EWIG Data Model

Living Standard,

This version:
https://ewig.zib.de/datamodel.html
Editors:
(Zuse Institute Berlin (ZIB))

Abstract

Definition of the data model and vocabularies used within the EWIG digital preservation system.

1. Data Model for EWIG

1.1. Introduction

This document describes the data model for the EWIG long-term preservation system. The data model follows the Information Model as described in the reference model for an Open archival information system (OAIS; ISO 14761:2012). To distinguish EWIG terms from terms and entities used and defined in the OAIS, the latter will be in italics.
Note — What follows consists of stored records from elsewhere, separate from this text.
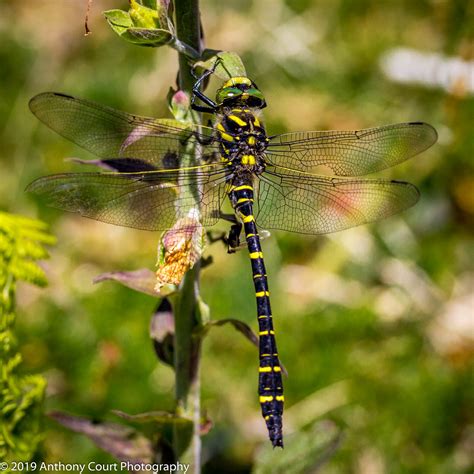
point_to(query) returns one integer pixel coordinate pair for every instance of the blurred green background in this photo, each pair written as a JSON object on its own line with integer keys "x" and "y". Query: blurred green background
{"x": 374, "y": 324}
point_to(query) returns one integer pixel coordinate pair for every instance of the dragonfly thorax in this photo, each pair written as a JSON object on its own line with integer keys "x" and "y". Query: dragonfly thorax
{"x": 242, "y": 138}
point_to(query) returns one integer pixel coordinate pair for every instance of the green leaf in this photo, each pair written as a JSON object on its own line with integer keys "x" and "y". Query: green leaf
{"x": 118, "y": 20}
{"x": 229, "y": 64}
{"x": 144, "y": 17}
{"x": 145, "y": 26}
The purpose of the project is to preserve usability and utility of information over the long term.

The following is the proposed data model for the relationship between Information Packages, Information Objects and Digital Files, along with a data model for storing the Concepts Schemes (term lists and subject headings) and Ontologies which the project will generate. Literal strings of cardinality 1 can be repeated only for language variants (@“lang“).

At present this model does not make any use of LDPs basic, direct or indirect containers.

1.1.1. Assumptions and Motivations

The model does not include RDF triples automatically added by Fedora.

1.1.2. Namespaces

Namespace Prefix Namespace URI
ewig http://ewig.zib.de/ontologies/ewig#
ewigvocab http://ewig.zib.de/ontologies/vocab/
rdf http://www.w3.org/1999/02/22-rdf-syntax-ns#
rdfs http://www.w3.org/2000/01/rdf-schema#
owl http://www.w3.org/2002/07/owl#
skos http://www.w3.org/2004/02/skos/core#
dcterms http://purl.org/dc/terms/
schema http://schema.org/
pcdm http://pcdm.org/models#
pcdmrights http://pcdm.org/rights#
ore http://www.openarchives.org/ore/terms/
edm http://www.europeana.eu/schemas/edm/
premis http://www.loc.gov/premis/rdf/v1
premis3 http://www.loc.gov/premis/rdf/v3

1.1.3. Identifiers

Identifiers will be opaque.

2. Classes

2.1. Information Packages (ewig:InformationPackage)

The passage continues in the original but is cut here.